The Germans generally welcome the electoral law reform that the traffic light coalition wants to pass on Friday. A majority of almost two-thirds (64 percent) of those eligible to vote expect better political work if the number of MPs were reduced from the current 736 to 630. On the other hand, around a third (32 percent) believe that the quality of the political work of the members of parliament does not depend on the size of the Bundestag. This was the result of a Forsa survey commissioned by stern.
However, the opinion is not uniform. Because the traffic light wants to change the electoral law for the reform, which 46 percent reject and 43 percent support. Overhang and compensation mandates are to be eliminated in the future. In addition, the basic mandate clause is to be deleted. It provides for a party to enter the Bundestag even if it has missed the five percent hurdle but has won at least three direct mandates at the same time.
The Left Party (it only got 4.9 percent of the second votes in the last federal election) would not be represented in the current Bundestag. The number of CSU MPs would also be much lower because the Bavarian party regularly gets more direct mandates than it is entitled to after second votes. The CSU would be hit hard by the elimination of the overhang mandates.

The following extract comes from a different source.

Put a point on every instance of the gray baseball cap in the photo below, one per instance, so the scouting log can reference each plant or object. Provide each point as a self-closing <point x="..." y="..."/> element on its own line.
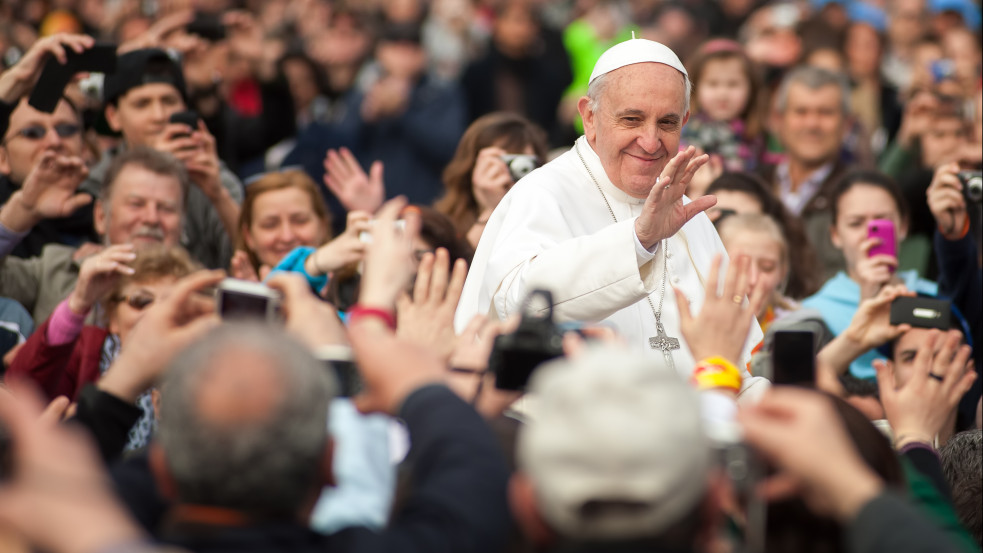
<point x="616" y="448"/>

A different picture emerges when it comes to the question of directly elected MPs. Here, 58 percent of respondents are of the opinion that not everyone should move into the Bundestag. This is provided for in the reform. Voters are also divided on the question of whether the reform should be passed with a simple or a two-thirds majority. A simple majority is sufficient for 47 percent, while 46 believe a two-thirds majority is necessary.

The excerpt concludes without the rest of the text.